Kami harap para pembaca dapat memperhatikan kalimat yang
kami garisbawahi. Inilah dasar pemahaman abusalafy ketika ingin menyanggah ideologi keberadaan Allah di
atas ‘Arsy-Nya. Dia punya keyakinan bahwa dalil-dalil yang menyatakan semacam
itu, hendaklah dita’wil yaitu diartikan dengan makna lainnya dan jangan
dipahami secara zhohir (tekstual). Inilah kerancuan abusalafy ketika memahami
nama dan sifat Allah.
Para pembaca sekalian, yang dimaksud dengan memahami secara
zhohir (tekstual) adalah
memahami makna yang tertangkap langsung di dalam benak pikiran. Kami contohkan
adalah ketika kita mengatakan, “Ali melihat singa.” Maka makna yang tertangkap
adalah Ali benar-benar melihat binatang buas yang dinamakan singa. Inilah yang
dimaksudkan memahami secara zhohir. Walaupun masih ada kemungkinan makna singa
di situ bisa dengan makna lainnya seperti berarti pemberani.

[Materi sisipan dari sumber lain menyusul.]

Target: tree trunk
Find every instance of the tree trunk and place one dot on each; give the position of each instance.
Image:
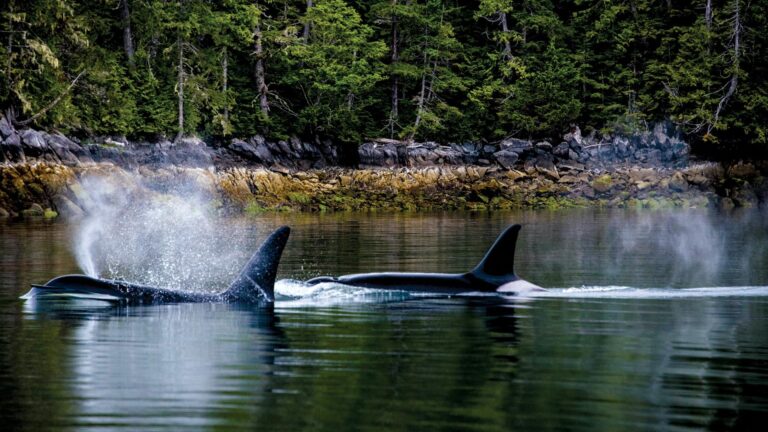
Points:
(125, 14)
(180, 87)
(224, 83)
(261, 81)
(307, 25)
(734, 80)
(505, 29)
(393, 114)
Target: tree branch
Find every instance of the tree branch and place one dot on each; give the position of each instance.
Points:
(52, 104)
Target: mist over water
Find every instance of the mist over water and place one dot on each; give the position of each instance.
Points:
(693, 244)
(165, 236)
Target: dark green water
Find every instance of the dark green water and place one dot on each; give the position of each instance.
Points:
(656, 321)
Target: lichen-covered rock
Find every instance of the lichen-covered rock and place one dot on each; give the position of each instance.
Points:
(506, 158)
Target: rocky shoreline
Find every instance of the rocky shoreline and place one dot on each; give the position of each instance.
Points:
(47, 190)
(42, 174)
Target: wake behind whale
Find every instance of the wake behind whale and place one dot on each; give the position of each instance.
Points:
(254, 285)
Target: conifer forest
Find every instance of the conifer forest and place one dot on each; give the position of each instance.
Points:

Misalnya kita
katakan, “Ali Sang Singa menaklukan musuh-musuhnya.” Yang dimaksudkan di sini
bukan singa binatang buas, namun bermakna pemberani karena dipahami dari
konteks kalimat. Namun kalau kita mendengar kata singa secara sendirian, tentu
yang tertangkap dalam benak kita adalah singa yang termasuk binatang buas.
Ketika memahami sifat Allah pun mesti seperti itu. Hendaklah
kita memahami secara zhohir, sesuai makna yang tertangkap dalam benak kita
tanpa kita takwil (palingkan) ke makna lainnya tanpa adanya indikator atau
dalil. Inilah yang diperintahkan dalam Al Qur’an ketika kita memahami ayat Al
Qur’an. Coba kita perhatikan ayat-ayat berikut ini. Allah Ta’ala berfirman,
وَإِنَّهُ لَتَنْزِيلُ رَبِّ
الْعَالَمِينَ (192) نَزَلَ بِهِ الرُّوحُ الْأَمِينُ (193) عَلَى قَلْبِكَ
لِتَكُونَ مِنَ الْمُنْذِرِينَ (194) بِلِسَانٍ عَرَبِيٍّ مُبِينٍ (195)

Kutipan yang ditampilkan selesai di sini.